Wring out the Old, Wring in the New


 For the past few years, a recurring theme in your thoughts is the running-on-empty meme.  As the theme did in fact recur, you began to associate it with the fear of running out of material, whatever that happened to mean, and the greater fear of becoming repetitious and, even worse, derivative, all in the interests of meeting self-imposed blog post deadlines.

Happy to say, these thoughts did not last long; there always seemed to be something you wished to investigate or consider or both, possibly there’d be things you found worthy of development after the investigation or consideration produced the next plateau.

As the time progressed, you began to see that you’d gained a vast appreciation for the feeling of running on empty because, with its own resident tingle, there was also the sense of adventure of what would come when you began the day finding yourself confronted with a blank screen or blank sheet on a note pad.

The goal for some time was being in the state of mid-project.  With something under way, how could there be any problem setting to work tomorrow or, for that matter, the next day.

The potential for knowing what you’d be working on often had you sitting to work with a word already in mind, and then the work after that, more or less with no end insight.  What comfortable prospects—except that they were not as comfortable in the actual moment as you’d supposed.  What if the words were there, and the sentences, too?  What good were they without the buzz of excitement or the tingle of anticipation?

Soon after you reached this apparent dead end street, it came to you how comfort was not the companion for whom you had much respect.  Too much comfort could lead to moments in which thought could work its way in, perhaps even to the point of awakening the critical functions, and you know what happens when they are awake and yammering for breakfast, yowling judgments at the top of their voices.

Thought equals judgment equals the derailment from the emotional track, which means enthusiasm and a favorite passenger of yours, mischief, have had a chance to escape—an opportunity they always take.

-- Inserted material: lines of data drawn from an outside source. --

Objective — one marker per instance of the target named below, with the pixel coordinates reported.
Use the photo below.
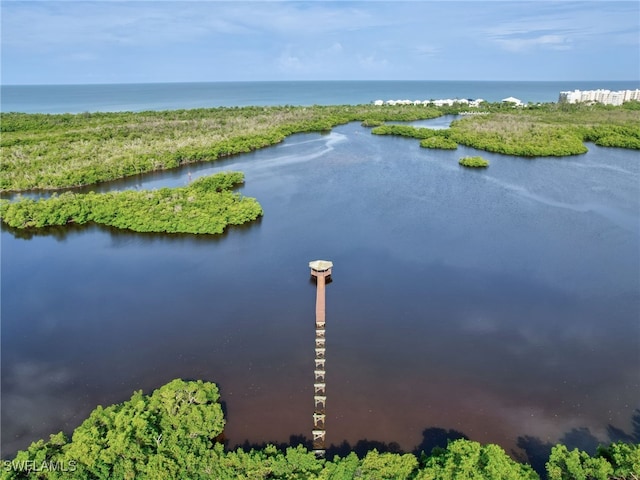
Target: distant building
(514, 100)
(606, 97)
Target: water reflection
(500, 305)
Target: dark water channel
(502, 304)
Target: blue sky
(70, 41)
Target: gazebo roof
(320, 265)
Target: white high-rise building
(606, 97)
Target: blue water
(502, 304)
(173, 96)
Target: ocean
(175, 96)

The fear of coming to work with no reserve tank topped off during a decent night’s sleep, is an energizing experience of high order, alerting such mind as you have to watch anything and everything about you for clues and associations with which to form connections.

True enough, you sometimes find yourself trying to hush the inner voice that warns you how dangerously low your resources are and, later, skimming over the sense of relief you felt when there were things to talk about, connections to be made, associations plucked from the cosmos, and sudden, sharp close-ups of cliché tropes to be crossed out.

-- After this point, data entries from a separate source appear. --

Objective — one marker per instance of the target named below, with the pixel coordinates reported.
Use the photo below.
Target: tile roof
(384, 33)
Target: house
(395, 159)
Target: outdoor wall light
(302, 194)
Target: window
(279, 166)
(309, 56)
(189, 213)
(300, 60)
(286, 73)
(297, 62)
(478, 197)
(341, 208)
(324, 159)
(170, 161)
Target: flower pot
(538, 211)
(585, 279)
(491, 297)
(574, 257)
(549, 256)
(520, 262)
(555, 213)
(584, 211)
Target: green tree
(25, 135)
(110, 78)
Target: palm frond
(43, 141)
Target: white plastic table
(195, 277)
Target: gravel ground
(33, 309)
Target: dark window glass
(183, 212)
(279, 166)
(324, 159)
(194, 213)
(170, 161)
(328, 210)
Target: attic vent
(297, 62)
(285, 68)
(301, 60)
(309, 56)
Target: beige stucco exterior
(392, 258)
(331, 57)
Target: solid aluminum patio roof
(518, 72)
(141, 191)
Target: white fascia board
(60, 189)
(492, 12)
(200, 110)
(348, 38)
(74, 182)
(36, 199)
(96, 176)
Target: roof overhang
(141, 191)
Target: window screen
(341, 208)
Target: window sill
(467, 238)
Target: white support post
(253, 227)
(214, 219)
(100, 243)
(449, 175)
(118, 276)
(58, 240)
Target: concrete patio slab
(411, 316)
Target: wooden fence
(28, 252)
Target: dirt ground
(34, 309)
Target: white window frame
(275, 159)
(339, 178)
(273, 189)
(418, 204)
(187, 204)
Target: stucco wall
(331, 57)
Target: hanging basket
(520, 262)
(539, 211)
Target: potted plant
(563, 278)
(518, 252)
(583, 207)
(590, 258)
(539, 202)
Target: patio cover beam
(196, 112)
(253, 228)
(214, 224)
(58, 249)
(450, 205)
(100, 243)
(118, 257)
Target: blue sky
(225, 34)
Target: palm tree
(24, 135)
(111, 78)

True enough, the musician practices for manual dexterity and technical agility, but the musician also practices to send the sound of the practiced notes into muscle memory, where they reside beyond thought.  True enough, they maybe summoned by a thought, but those are formal in nature and if performed as the result of thought, they are likely to sound colder, more mechanical.

The same is as true of words, cached in the muscle memory equivalent of the writer.  No matter if English has more or less synonyms than other languages; all languages have synonym and antonym to some degree and not all story is written in English.

Practice makes words become a part of the inner vocabulary, the writer vocabulary, where in some cases the emotional payoff of a story rests on the difference between ergo and therefore, between I think not and I don’t think so.  The writer will have already thought through the fact of English being the only language to use “do” as a kind of shim to level out language.  I do think you are angry; as opposed to I think you’re angry.  Each has a particular tang to it; the writer must recognize when one is more appropriate than the other or, for that matter, any other.

There is something inherently formal-sounding in well-thought-out narrative.  This formal presence causes the words to sound as though being delivered in a valedictory speech at a graduation rather than conversation or interior monologue or daydreaming from a character.

Narrative issuing from the sense of a near-empty tank carries the vocabulary of risk, tension, gasping for air not found in ordinary speech and as such goes with more speed and deliberation to the readers’ viscera, where even in translation it is anything but formal.

You practice not for dexterity or to perfect the timing, but to run out the tank.

Some day, you may in fact be empty of a thing to say, but you will have the panting, gasping, sweating, hand wringing body language to convey it, and story will have survived within you for yet another day.